A few simple hand symbols could be useful for screening for dementia in adults with Parkinson’s disease, new research shows.
The interlocking finger test – discussed at length in a 2003 article in the Journal of Neurology, Neurosurgery and Psychiatry – was originally a screening tool for parietal lobe dysfunction, a condition where a person has trouble detecting and understanding their physical environment and objects. The test is intended as a simple bedside screening tool and consists of a patient making four different “figures,” or hand positions, where fingers from both a patient’s hands are intertwined.
Research published earlier this month in Brain and Behavior suggests a modified version of the test could help determine if Parkinson’s patients are also dealing with dementia. The study found the most useful version of the test uses five hand figures instead of the original four.
According to the article, this test could help determine if a patient has dementia and not cognitive impairment related to frontal-striatal network dysfunction, which is also common in Parkinson’s patients. A key difference between the two similar syndromes is what the interlocking finger test was originally intended to test for—visuospatial deficits.
“Distinguishing between these two cognitive syndromes in PD at an early disease stage is important to identify specific cognitive risk profiles, especially with regard to different treatment options,” reads the introduction to the study. “Various tests are available for diagnosing visuospatial deficits, which are highly sensitive to the posterior cortical syndrome; however, upper limb motor impairments, tremor, impaired vision or bedriddenness can be challenging for the neuropsychological diagnostic procedure in PD patients.”
For the new study, researchers evaluated 47 Parkinson’s patients with a cognitive test as well as multiple versions of the interlocking finger test.

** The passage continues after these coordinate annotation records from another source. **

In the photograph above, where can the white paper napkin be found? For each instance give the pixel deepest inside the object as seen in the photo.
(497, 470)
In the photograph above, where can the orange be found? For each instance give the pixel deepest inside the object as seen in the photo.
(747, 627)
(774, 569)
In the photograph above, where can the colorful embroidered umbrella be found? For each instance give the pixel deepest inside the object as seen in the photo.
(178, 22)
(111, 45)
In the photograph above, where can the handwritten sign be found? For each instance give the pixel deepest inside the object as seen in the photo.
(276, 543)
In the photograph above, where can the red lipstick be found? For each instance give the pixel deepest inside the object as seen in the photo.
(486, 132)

The version of the test deemed the “best predictor for visuospatial deficits and dementia,” known as ILFT15, involves a slightly modified scoring system, as well as the fifth hand figure.

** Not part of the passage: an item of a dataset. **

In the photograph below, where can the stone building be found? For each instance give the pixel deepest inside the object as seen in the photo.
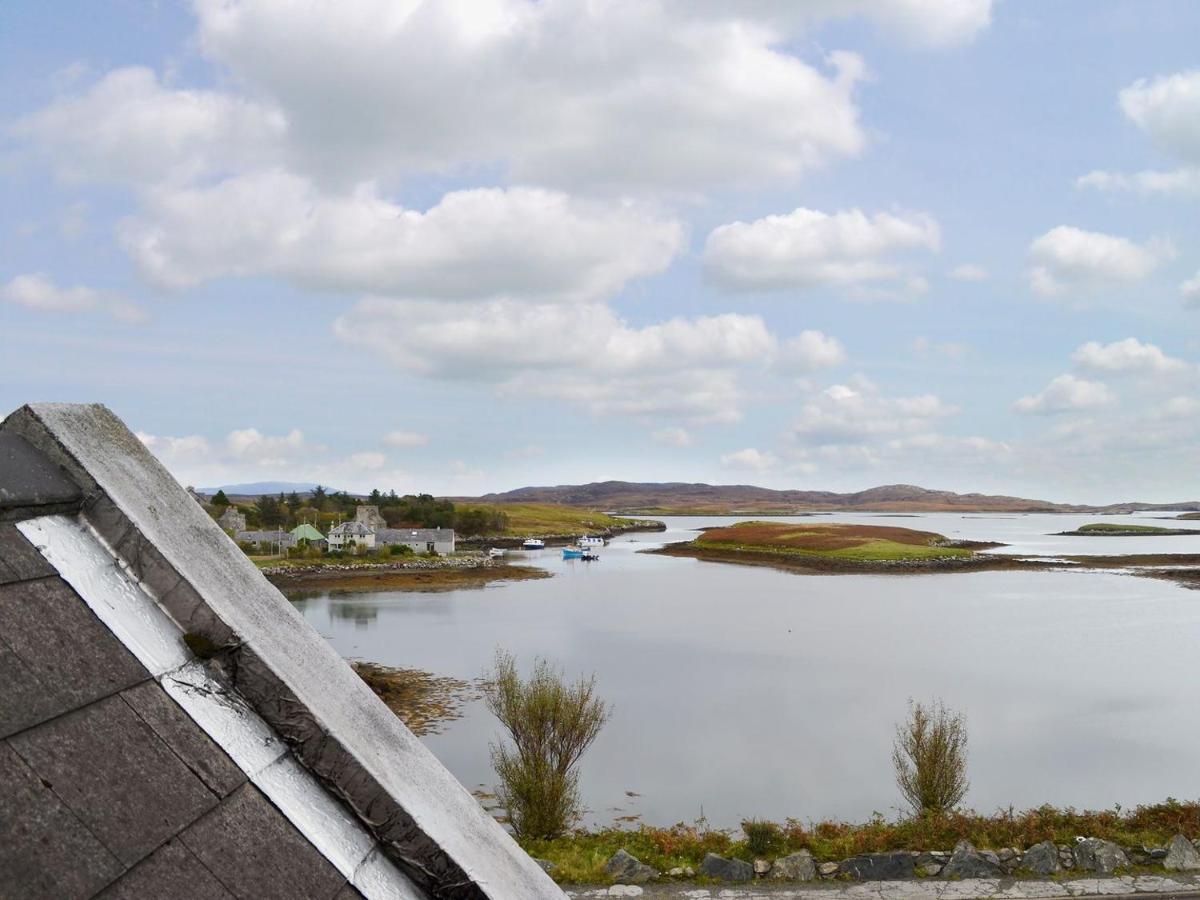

According to the study’s authors, the interlocking finger test (ILFT) is useful because, in addition to its simplicity, it corrects for a number of variables, including diminished motor skills.
“We found significant correlations between ILFT scores and global cognition, visuospatial functions, memory, attention and age, but not between ILFT scores and executive functions, language, education, depression and disease-related variables such as disease duration and LEDD,” reads the final section of the study. “Remarkably, the ILFT did not reflect motor impairment, given the lack of significant correlations between ILFT and motor scores. This specific property classified the ILFT as a cognitive rather than a motor task.”